American Women Dying Younger Than Their Moms?

This is upsetting but important reading: American women are dying at younger ages than their mothers.

For some Americans, the reality is far worse than the national statistics suggest. In particular, growing health disadvantages have disproportionately impacted women over the past three decades, especially those without a high-school diploma or who live in the South or West. In March, a study published by the University of Wisconsin researchers David Kindig and Erika Cheng found that in nearly half of U.S. counties, female mortality rates actually increased between 1992 and 2006, compared to just 3 percent of counties that saw male mortality increase over the same period.

“I was shocked, actually,” Kindig said. “So we went back and did the numbers again, and it came back the same. It’s overwhelming.”

Kindig’s findings were echoed in a July report from University of Washington researcher Chris Murray, which found that inequality in women’s health outcomes steadily increased between 1985 and 2010, with female life expectancy stagnating or declining in 45 percent of U.S. counties. Taken together, the two studies underscore a disturbing trend: While advancements in medicine and technology have prolonged U.S. life expectancy and decreased premature deaths overall, women in parts of the country have been left behind, and in some cases, they are dying younger than they were a generation before. The worst part is no one knows why.

No one knows why.

Worse yet is this:

Other researchers have pointed out the correlation between education rates and declining female health outcomes. The most shocking study, published in August 2012 by the journal Health Affairs, found that life expectancy for white female high-school dropouts has fallen dramatically over the past 18 years. These women are now expected to die five years earlier than the generation before them—a radical decline that is virtually unheard of in the world of modern medicine. In fact, the only parallel is the spike in Russian male mortality after the fall of the Soviet Union, which has primarily been attributed to rising alcohol consumption and accidental death rates.
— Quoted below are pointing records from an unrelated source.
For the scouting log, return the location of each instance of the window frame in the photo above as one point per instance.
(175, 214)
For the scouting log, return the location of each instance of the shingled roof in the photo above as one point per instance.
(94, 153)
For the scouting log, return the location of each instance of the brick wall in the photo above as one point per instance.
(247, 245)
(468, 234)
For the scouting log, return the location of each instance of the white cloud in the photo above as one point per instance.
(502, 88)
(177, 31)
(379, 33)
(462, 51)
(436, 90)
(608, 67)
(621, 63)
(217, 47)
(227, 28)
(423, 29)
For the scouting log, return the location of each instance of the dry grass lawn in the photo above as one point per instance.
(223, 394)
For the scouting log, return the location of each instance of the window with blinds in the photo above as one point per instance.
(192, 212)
“It’s unprecedented in American history to see a drop in life expectancy of such magnitude over such a short time period,” said Jay Olshansky, the lead author of the study. “I don’t know why it happened so rapidly among this subgroup. Something is different for the lives of poor people today that is worse than it was before.”

It’s horrifying that this is the case in one of the wealthiest countries in the world, but yes, let’s shut down the government because poor women need pap smears.

2 Replies to “American Women Dying Younger Than Their Moms?”

  1. In 1913 the life expectancy was about 50 years. Since then we saw a lengthy period of improvement in that number and now a decline is appearing. The improvement was tightly linked and very sensitive to changes in GDP/ capita. What has been happening the past 18 years to GDP/capita?

    Over the same period of time, we have seen a greater and greater percentage of ever declining incomes going out to debt service and increased prices for basic necessities like rents, food and utility expenses etc. The amount left after paying for these items declines the lower the income. Women today lacking a post secondary education are likely to find themselves at the very bottom income levels and see declines in their living standard occurring day to day now.

    An even more sensitive predictor of life expectancy is mental health. Poor mental health that can follow the stress of poor socio-economic conditions can shave up to 25 years off a life.

    The completely unnecessary decline in real incomes are undoubtedly part of the reason for this phenomenon. With the state of politics as it is there isn’t much hope of change for the better any time soon. There is no real underlying reason outside of politically governed distributional priorities for the decent into to poverty seen in the world today.